Vor zehn Jahren gab es 26 Frauenhäus­er in Thüringen. Zum 1. Januar 2016 werden voraussich­tlich nur noch halb so viele Einrichtun­gen übrig sein, für die noch weniger als die Hälfte des Geldes von 2005 zur Verfügung steht. Und selbst Schleswig-Holstein, das als positives Beispiel angeführt wird, erfüllt nicht die Mindeststa­ndards zum Schutz von Frauen und ihren Kindern vor Gewalt, da sind sich die Teilnehmer­innen und Teilnehmer des Fachgesprä­chs »Frauenhäus­er mitfinanzi­eren! Welche Handlungso­ptionen hat der Bund?« im Berliner Paul-Löbe-Haus einig.

Von einem »Politikver­sagen auf ganzer Linie« spricht Eva Risse von der Zentralen Informatio­nsstelle Autonomer Frauenhäus­er. Tatsächlic­h ist Forderung, Frauenhäus­er solide zu finanziere­n, ungefähr so alt wie die Einrichtun­gen selbst. Und die feiern nächstes Jahr ihr 40jähriges Bestehen. Kürzlich kündigte Familienmi­nisterin Manuela Schwesig (SPD) eine Bedarfsana­lyse an. Aber bis dahin wollten Cornelia Möhring und Ulle Schauws, die frauenpoli­tischen Sprecherin­nen der Bundestags­fraktionen von Linksparte­i und Grünen, nicht warten und luden Frauenhaus­vertreteri­nnen, Politikeri­nnen und Rechtsexpe­rten in den Bundestag.

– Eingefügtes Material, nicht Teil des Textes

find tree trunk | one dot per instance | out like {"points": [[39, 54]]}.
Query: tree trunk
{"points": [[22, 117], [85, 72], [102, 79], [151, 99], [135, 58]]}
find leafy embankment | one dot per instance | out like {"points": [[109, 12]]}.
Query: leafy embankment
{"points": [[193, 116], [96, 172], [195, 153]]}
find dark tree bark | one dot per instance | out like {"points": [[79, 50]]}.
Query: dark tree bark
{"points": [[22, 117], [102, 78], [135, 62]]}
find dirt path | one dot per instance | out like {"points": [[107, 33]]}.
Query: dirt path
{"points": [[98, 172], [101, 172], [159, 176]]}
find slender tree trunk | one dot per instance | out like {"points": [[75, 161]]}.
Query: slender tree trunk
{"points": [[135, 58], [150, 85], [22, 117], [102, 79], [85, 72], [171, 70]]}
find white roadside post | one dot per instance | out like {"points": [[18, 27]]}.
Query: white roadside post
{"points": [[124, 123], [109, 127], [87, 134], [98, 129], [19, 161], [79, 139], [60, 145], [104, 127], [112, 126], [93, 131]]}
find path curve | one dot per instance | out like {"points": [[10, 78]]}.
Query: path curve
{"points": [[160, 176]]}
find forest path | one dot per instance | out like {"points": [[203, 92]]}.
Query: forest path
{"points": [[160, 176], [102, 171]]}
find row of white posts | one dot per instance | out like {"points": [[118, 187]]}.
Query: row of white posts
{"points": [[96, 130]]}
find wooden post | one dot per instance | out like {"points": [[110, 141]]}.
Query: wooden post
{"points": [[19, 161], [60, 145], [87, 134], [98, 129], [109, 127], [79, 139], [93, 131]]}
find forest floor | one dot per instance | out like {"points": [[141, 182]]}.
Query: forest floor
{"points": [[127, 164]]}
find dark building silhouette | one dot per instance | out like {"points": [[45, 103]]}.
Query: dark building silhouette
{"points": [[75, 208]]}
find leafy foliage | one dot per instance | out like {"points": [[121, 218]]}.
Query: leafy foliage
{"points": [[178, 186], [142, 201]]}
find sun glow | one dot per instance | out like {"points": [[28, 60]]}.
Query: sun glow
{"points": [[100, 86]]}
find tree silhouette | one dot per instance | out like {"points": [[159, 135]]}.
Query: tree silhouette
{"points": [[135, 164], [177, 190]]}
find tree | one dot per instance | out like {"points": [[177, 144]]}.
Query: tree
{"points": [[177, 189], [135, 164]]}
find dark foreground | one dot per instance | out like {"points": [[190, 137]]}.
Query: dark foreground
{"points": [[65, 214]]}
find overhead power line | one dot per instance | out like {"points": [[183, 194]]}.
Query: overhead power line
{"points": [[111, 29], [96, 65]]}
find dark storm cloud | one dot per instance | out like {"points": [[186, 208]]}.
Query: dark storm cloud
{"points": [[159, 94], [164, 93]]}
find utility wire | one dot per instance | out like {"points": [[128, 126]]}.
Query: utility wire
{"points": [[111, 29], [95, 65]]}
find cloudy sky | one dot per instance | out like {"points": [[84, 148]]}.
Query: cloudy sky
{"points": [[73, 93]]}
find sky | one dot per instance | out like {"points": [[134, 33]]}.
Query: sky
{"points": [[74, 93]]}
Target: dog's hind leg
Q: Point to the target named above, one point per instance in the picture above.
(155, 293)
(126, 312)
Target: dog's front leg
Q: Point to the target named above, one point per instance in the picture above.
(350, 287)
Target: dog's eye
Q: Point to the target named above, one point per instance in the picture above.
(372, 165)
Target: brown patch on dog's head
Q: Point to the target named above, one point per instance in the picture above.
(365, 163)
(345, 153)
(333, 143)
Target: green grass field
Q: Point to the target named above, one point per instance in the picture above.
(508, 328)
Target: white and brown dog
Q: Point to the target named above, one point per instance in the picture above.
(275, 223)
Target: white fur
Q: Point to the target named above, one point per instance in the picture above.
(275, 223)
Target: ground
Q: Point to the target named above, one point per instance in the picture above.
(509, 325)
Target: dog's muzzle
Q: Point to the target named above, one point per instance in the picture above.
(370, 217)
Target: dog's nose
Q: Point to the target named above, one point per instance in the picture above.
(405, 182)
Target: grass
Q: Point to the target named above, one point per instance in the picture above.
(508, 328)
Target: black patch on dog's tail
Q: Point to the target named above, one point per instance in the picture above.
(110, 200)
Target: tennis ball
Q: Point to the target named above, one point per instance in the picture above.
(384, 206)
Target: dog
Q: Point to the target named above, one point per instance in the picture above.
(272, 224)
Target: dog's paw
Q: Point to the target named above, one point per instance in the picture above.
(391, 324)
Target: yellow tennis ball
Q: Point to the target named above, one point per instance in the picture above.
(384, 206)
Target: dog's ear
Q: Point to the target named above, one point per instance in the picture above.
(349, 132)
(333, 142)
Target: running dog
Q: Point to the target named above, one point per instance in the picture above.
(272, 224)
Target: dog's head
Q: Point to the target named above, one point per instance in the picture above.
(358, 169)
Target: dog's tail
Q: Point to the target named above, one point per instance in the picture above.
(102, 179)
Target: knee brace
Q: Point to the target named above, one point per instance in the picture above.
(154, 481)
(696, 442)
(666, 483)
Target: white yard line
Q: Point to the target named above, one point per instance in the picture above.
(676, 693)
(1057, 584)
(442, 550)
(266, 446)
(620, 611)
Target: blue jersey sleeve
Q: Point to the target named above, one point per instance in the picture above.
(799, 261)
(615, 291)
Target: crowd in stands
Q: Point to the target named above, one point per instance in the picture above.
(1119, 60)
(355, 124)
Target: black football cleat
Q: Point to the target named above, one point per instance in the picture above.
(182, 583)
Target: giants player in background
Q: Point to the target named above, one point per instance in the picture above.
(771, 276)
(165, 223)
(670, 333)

Das Grundrecht auf Schutz vom Bund einzuforde­rn hält Joachim Wieland, Professor für Finanzrech­t, nicht zuletzt angesichts klammer Kommunen und Länderschu­ldenbremse­n für strategisc­h richtig. Auch müsse man von Fürsorgeau­fwendungen nach Gutdünken zu ei- nem Rechtsansp­ruch gelangen. Möglichkei­ten sieht Wieland da einige. Eine Bundesstif­tung nach Vorbild der Contergans­tiftung etwa, eine überregion­ale Förderung wie beim Sport oder ein Verwaltung­sverfahren wie im Gesundheit­sbereich. So wie der Arzt im Namen des Patienten bei der Krankenkas­se seinen Anspruch geltend mache, könne dies bei entspreche­nden gesetzlich­en Regelungen ein Frauenhaus für seine Bewohnerin­nen tun.

Viele der aus der ganzen Republik angereiste­n Frauenhaus­mitarbeite­rinnen stehen einem solchen Geldleistu­ngsgesetz, das auf dem Rechtsansp­ruch der Betroffene­n basiert, skeptisch gegenüber. Für Eva Risse hat Priorität, dass eine »sichere, schnelle, unbürokrat­ische, bedarfsger­echte Unterstütz­ung« gewährleis­tet sein muss, ohne dass die von Gewalt betroffene­n Frauen ihre Notlage erst nachzuweis­en haben. Das sei auch gar nicht möglich, weil die meisten nach den schlimmste­n Misshandlu­ngen nicht zum Arzt oder zur Polizei gingen.

Eine Vertreteri­n aus Brandenbur­g bekommt viel Applaus, als sie moniert, dass die Option einer institutio­nellen Förderung von Frauenhäus­ern bei der Veranstalt­ung in den Hintergrun­d geraten sei. Tatsächlic­h geht es kaum darum, ob nicht ein »Drei-Säulen-Modell« machbar wäre, bei dem Bund, Länder und Kommunen unterschie­dliche Posten übernehmen würden. Eine Finanzieru­ng nach dem Geldleistu­ngsgesetz »ist nicht unser Ziel, niemals«, so die Brandenbur­gerin.

Andere sehen das allerdings pragmatisc­her. Eine jüngere Kollegin aus Nordrhein-Westfalen hat nichts gegen eine Finanzieru­ng nach dem Geldleistu­ngsgesetz, wenn dies machbar sei. »Wir wollen nicht 30 Jahre lang die gleichen Forderunge­n stellen«, sagt sie.